Using agile resource to meet the challenges in Australia’s evolving higher education landscape
Adam Kyriacou, Managing Partner at Odgers Interim, explains why universities are increasingly turning to interim leaders to meet strategic challenges.
Australia’s higher education sector continues to evolve at pace. Global competition for the world’s students shows no sign of abating, and Federal government funding cuts mean our higher education institutions will need to maintain their focus on maximising student fee income and resources, while ensuring they can sustain the outstanding level of educational quality they are world renowned for delivering.
A myriad of internal and external factors continues to drive the need for transformation and innovation and this places significant pressure on university resourcing, people and delivery plans.
Some factors include -
- Countries that have traditionally been important sources of international students are rapidly building their own higher education systems for domestic students, as well as targeting international students. The peak body, Universities Australia, recently outlined China, Japan and Malaysia’s aggressive goals to greatly increase the number of international students
- Students’ expectations about their university years are increasingly ‘customer’ centric, focussing on their experience above and beyond educational results. This includes access to both physical and digital infrastructure
- The changing nature of Australia’s demographic is putting pressure on all sectors to address the shortage of experienced people in key leadership and management roles. An unprecedented number of highly qualified ‘baby –boomer’ age higher education professionals will retire, creating an ever increasing challenge to adequately resource critical leadership and transformation roles
- As Federal government funding tightens, Australian universities will need senior academics and corporate services managers able to navigate complex national funding arrangements. This will place further pressure on existing Australian-based candidates.

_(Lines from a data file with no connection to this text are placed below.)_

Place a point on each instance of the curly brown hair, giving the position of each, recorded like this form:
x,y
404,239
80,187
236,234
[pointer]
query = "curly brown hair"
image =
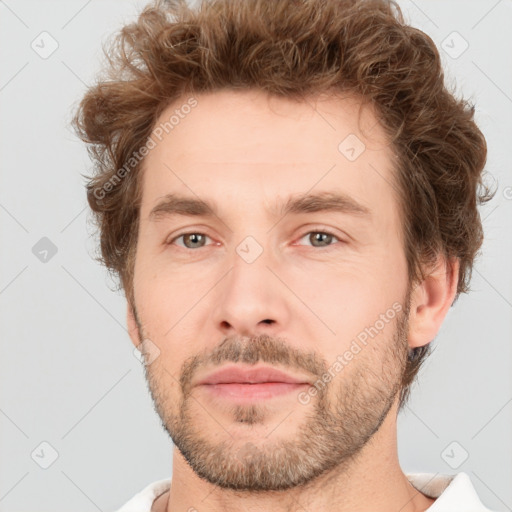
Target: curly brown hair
x,y
293,49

- Government regulation influenced by politics, as evidenced by the recent proposed changes to 457 visas, may further reduce universities’ ability to attract international academic leaders able to lead the change
- As a consequence of these issues and many more, candidate pools are at times becoming strained. Some universities are experiencing lengthening timeframes when it comes to finding and hiring the right people from their own networks - particularly when their needs are urgent
To address some of these challenges, university leaders are increasingly engaging ‘Interim Academics’ and ‘Interim Executives’ outside of their immediate contacts. Usually able to begin assignments immediately and relocate at short notice, these highly qualified and experienced leaders and managers are helping transform universities where strategic leadership and project management gaps mean you can quickly fall behind the competition if you leave a leadership role vacant.
The critical importance of higher education and the need for the current period of change to be successful are difficult to underestimate, given the annual figures of 1.3 million students, 300,000 graduates and 120,000 full time staff engaged in Australian universities.
The strategic, educational and operational challenges faced by Australia’s higher education sector are evolving rapidly in response to changes in the policy and funding landscape.
Greater competition, changing demographics and the need to rapidly address leadership gaps are areas creating demand that is increasingly being met by the growing network of interim leaders engaged through Odgers Interim Australia.